A recent article in the NY Times Magazine highlighted a significant college “graduation gap” (mirroring the situation in high school graduation rates) between high achieving students from low income families and those from more affluent families. An accompanying graph indicated that high achieving students, as measured by SAT scores in the 1200 to 1600 range, from low-income families graduated at a rate of 44% compared to a graduation rate of 82% for students from more affluent families.
The thrust of the article was that if the college graduation gap, and by extrapolation the high school graduation gap, is to be closed it is necessary to address struggling students’ doubts, misconceptions, and fears about school in addition to the more traditional concerns about academic preparation and financial issues.
One approach has been championed by David Yeager, a University of Texas at Austin faculty member, who is a leading researcher on the psychology of education.
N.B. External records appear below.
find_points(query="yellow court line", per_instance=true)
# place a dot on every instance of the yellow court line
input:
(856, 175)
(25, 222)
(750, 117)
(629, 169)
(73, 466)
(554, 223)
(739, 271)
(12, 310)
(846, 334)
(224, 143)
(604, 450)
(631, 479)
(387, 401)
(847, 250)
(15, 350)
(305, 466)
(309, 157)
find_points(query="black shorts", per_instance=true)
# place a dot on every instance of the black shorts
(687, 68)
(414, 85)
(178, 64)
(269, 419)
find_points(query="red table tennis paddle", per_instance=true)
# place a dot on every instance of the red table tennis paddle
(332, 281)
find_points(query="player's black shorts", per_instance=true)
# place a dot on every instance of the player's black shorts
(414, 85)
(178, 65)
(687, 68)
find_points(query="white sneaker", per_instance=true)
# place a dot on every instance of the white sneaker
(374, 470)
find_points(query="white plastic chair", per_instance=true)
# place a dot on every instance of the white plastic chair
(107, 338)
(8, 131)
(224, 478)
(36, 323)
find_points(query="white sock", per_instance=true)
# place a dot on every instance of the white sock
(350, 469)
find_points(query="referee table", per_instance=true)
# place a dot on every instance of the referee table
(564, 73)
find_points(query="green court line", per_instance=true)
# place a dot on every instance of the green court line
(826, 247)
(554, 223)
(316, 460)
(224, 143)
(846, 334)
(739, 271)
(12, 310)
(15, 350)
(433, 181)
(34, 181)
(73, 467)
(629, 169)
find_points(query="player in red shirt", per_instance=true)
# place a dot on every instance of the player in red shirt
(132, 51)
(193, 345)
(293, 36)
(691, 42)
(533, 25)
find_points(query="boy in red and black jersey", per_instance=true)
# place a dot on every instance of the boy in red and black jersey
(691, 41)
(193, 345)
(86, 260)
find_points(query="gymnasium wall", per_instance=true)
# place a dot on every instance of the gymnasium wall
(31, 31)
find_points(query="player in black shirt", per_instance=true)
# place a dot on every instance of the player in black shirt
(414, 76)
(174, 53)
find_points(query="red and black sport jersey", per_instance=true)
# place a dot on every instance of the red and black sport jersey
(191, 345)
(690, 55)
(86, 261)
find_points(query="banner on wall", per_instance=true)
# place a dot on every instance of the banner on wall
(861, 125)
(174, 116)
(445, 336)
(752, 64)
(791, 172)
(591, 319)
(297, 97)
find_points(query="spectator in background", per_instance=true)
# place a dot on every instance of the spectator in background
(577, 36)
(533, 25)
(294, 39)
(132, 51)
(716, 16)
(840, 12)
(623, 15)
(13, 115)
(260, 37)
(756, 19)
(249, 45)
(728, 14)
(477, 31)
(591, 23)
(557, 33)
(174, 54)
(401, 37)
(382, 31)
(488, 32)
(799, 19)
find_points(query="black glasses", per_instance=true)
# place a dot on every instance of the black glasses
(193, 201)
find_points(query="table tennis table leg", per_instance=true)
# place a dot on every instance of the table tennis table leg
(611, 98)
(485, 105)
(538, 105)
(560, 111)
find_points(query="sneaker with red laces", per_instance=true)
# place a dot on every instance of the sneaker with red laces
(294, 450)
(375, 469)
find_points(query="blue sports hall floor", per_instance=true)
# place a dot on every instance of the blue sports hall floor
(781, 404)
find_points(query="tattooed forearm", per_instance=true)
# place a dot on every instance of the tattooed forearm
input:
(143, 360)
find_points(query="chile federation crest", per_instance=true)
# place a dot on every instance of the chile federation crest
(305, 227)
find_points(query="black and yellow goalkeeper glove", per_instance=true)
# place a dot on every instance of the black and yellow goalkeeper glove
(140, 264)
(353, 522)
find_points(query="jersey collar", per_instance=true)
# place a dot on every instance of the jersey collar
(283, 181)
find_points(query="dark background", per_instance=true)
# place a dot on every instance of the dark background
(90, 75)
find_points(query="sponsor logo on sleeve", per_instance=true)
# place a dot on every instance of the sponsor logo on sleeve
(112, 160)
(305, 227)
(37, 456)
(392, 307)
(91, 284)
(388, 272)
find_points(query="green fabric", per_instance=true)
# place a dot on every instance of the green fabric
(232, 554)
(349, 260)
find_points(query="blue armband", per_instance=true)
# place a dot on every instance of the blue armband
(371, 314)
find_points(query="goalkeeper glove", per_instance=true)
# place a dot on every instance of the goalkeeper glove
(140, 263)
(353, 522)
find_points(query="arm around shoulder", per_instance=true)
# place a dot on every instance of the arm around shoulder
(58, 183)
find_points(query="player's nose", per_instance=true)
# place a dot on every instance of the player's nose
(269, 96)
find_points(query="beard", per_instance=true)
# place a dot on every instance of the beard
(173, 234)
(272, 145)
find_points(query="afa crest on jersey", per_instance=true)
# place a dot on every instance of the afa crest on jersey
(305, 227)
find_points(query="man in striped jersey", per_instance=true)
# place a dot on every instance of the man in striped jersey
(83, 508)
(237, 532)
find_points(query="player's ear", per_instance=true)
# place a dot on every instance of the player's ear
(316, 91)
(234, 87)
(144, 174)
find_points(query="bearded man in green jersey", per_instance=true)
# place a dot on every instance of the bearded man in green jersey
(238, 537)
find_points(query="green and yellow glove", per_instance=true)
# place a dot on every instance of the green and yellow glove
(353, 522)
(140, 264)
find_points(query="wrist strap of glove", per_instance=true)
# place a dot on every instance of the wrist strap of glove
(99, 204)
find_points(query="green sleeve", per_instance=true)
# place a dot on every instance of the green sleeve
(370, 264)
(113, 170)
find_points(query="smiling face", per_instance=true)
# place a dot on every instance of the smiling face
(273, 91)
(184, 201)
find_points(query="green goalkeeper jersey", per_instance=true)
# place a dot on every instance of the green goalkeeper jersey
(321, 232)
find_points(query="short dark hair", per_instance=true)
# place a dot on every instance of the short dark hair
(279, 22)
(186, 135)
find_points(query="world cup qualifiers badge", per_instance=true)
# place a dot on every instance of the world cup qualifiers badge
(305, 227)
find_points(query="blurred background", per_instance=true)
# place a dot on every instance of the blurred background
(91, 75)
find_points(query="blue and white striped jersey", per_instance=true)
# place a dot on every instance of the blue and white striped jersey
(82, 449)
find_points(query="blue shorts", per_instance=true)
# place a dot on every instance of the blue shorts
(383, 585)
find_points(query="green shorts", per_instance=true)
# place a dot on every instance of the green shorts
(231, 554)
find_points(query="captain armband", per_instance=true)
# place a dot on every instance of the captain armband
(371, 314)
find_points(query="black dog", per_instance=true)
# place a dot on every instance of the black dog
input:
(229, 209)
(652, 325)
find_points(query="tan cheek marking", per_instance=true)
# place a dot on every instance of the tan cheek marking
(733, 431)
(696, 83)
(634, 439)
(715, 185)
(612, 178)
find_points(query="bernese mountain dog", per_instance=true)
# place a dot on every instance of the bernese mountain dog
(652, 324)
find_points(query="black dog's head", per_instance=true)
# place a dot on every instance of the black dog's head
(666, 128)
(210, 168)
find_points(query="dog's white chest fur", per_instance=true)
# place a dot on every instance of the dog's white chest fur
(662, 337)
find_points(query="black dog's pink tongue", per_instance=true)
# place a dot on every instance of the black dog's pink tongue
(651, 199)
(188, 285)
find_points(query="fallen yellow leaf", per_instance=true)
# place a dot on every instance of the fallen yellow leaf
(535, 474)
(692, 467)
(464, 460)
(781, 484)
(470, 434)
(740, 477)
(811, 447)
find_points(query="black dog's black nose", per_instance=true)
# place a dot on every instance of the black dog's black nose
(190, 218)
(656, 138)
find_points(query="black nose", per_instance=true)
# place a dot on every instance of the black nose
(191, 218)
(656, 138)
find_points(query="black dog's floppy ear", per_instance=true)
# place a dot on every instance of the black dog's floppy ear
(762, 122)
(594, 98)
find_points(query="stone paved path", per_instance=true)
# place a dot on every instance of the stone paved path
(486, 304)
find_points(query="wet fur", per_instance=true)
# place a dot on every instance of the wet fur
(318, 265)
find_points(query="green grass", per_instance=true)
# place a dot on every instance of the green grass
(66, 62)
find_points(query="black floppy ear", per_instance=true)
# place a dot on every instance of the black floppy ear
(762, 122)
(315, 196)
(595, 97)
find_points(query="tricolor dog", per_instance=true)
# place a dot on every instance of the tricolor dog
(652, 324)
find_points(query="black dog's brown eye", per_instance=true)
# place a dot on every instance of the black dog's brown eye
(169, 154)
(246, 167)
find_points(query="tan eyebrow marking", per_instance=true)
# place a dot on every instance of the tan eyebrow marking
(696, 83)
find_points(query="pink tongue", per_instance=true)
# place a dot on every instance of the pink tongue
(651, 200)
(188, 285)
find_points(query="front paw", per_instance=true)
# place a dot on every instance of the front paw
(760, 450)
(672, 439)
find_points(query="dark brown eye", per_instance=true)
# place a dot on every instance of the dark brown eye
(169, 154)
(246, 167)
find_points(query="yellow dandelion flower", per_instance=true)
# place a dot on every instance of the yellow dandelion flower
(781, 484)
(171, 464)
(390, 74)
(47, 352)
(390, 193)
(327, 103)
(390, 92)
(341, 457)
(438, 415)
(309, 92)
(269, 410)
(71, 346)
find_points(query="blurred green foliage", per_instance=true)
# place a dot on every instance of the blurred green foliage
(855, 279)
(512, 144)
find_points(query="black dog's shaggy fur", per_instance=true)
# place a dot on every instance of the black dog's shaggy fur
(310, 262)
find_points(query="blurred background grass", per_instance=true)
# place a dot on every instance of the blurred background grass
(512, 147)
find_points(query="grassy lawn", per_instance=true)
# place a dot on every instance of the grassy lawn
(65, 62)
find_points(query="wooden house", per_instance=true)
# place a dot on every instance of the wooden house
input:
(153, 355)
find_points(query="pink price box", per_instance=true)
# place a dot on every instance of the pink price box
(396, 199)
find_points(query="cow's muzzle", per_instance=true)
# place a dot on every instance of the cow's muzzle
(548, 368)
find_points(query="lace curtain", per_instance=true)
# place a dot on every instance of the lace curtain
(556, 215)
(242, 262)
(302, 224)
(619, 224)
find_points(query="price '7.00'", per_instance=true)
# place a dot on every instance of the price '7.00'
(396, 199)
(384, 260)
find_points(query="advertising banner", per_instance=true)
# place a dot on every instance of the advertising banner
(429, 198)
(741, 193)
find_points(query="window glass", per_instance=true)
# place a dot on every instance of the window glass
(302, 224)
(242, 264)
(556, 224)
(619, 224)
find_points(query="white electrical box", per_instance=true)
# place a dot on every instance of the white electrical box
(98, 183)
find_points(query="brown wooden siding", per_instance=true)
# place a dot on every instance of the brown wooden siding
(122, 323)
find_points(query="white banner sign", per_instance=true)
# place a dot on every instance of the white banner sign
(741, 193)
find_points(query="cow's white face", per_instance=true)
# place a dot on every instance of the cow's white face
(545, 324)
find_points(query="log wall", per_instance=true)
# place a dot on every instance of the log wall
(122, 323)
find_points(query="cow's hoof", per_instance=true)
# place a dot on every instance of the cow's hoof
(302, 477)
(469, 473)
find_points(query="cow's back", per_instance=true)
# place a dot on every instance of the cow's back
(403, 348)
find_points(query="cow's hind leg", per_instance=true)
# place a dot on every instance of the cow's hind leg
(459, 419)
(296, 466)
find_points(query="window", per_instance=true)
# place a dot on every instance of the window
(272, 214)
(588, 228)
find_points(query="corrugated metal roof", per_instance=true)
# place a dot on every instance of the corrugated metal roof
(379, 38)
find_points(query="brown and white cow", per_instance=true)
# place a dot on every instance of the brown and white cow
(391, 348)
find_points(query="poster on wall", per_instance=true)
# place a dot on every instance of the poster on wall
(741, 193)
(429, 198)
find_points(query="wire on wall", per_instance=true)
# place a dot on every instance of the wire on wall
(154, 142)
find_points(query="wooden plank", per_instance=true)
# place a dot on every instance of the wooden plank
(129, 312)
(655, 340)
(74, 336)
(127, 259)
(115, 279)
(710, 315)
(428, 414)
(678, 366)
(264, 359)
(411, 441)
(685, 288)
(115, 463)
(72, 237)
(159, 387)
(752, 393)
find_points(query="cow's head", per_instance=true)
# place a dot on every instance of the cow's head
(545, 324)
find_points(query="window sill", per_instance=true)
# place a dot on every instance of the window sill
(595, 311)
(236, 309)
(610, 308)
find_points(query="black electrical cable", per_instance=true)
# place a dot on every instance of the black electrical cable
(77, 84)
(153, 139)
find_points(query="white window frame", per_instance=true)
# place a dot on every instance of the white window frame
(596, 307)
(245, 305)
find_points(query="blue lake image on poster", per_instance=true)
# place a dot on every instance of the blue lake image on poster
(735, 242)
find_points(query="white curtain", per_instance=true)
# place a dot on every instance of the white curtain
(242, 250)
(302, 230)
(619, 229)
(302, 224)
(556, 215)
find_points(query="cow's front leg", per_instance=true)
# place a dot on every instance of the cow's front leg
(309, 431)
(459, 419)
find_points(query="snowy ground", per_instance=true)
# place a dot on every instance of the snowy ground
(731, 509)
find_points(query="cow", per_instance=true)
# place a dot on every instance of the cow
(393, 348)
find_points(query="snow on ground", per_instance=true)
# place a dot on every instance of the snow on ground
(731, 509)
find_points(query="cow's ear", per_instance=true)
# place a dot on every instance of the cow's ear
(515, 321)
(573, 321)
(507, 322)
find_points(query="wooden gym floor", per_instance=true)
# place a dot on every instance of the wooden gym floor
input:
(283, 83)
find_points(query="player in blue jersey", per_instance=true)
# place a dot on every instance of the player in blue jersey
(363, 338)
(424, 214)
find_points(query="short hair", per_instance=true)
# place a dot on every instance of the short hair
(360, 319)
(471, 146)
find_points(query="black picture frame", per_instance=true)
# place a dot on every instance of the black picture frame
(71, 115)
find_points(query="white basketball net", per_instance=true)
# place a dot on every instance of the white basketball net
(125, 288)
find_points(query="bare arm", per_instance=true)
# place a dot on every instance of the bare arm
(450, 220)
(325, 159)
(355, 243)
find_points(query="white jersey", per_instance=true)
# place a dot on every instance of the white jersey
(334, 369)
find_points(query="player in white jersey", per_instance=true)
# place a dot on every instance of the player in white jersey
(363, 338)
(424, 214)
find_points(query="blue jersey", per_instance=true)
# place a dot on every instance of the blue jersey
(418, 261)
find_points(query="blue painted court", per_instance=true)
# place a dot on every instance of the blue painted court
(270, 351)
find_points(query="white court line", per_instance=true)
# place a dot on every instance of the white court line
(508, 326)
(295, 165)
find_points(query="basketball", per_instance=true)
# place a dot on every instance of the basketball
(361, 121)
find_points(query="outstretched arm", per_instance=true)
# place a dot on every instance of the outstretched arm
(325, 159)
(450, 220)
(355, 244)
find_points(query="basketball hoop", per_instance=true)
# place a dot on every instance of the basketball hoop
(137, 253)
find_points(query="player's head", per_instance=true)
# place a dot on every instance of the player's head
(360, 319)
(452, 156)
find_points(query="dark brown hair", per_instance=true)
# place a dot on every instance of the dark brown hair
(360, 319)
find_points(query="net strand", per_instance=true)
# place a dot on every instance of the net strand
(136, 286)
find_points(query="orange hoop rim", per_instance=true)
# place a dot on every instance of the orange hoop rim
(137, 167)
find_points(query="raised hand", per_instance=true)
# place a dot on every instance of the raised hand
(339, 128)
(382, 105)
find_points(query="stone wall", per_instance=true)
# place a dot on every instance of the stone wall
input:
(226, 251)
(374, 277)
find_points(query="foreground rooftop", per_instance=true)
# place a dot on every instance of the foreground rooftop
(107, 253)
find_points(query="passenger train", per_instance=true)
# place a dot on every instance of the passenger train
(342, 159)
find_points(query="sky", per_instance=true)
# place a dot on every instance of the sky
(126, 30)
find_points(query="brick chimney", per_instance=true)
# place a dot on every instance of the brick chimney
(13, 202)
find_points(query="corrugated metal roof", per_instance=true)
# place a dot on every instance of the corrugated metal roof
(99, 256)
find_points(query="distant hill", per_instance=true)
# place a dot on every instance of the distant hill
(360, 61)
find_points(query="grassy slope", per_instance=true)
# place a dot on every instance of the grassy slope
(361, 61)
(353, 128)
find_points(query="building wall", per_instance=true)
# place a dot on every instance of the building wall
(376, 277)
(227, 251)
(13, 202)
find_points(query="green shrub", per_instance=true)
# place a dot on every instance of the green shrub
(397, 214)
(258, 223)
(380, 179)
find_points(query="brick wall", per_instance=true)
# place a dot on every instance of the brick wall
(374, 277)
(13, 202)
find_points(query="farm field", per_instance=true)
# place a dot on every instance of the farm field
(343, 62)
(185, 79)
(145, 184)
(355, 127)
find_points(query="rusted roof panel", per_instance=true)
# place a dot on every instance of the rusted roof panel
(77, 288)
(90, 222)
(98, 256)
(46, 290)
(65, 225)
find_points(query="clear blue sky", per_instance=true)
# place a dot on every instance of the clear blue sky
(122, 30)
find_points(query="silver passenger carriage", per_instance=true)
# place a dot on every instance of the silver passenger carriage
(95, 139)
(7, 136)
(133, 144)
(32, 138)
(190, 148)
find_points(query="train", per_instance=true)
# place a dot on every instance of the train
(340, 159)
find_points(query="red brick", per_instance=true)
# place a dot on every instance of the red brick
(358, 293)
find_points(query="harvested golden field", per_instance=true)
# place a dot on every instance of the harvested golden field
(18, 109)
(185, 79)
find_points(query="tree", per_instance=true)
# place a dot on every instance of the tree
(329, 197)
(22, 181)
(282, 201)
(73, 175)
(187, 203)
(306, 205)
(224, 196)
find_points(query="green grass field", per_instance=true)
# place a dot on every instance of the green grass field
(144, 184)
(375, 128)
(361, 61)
He believes that students often fail to live up to their potential as a result of their fears, anxieties, and doubts about their ability; these feelings are particularly damaging during times of educational transition (e.g., students entering 7th grade or freshman years of high school or college).
Yeager and his colleagues have shown remarkable and long-lasting results for at-risk students utilizing targeted and thoughtful psychological interventions that require as little as one class period. The goal is to change how students think and feel about school and help students take advantage of learning opportunities.
As Yeager and colleagues state “Teaching students that intelligence can be developed can help them view struggles in school not as a threat but as an opportunity to grow and learn.” Yeager goes on to say that such interventions complement, but don’t replace other educational reforms such as teaching academic content or improving teacher skills.
As a School Board Trustee, I would work with all community stakeholders and outside experts to explore how such cost effective approaches to closing the achievement gap can be applied and assessed in our schools.
I will work diligently to find creative and cost-effective ways to enhance early educational opportunities for all children and to provide summer enrichment programs for at-risk students at every grade level.
As one of the most educated cities in the U.S., with a world-class University in our backyard, dedicated and talented teachers, and involved parents, we should be leading the way in narrowing educational gaps associated with income disparities.
Bob Poppenga is a professor of veterinary toxicology at UC Davis; he joined the UCD faculty in 2004. He is presently a candidate for the DJUSD School Board.
Who Gets to Graduate? by Paul Tough, May 15, 2014, New York Times Magazine
Addressing Achievement Gaps with Psychological Interventions by David Yeager, Gregory Walton, and Geoffrey L. Cohen, Kappen, February 2013, pages 62-65.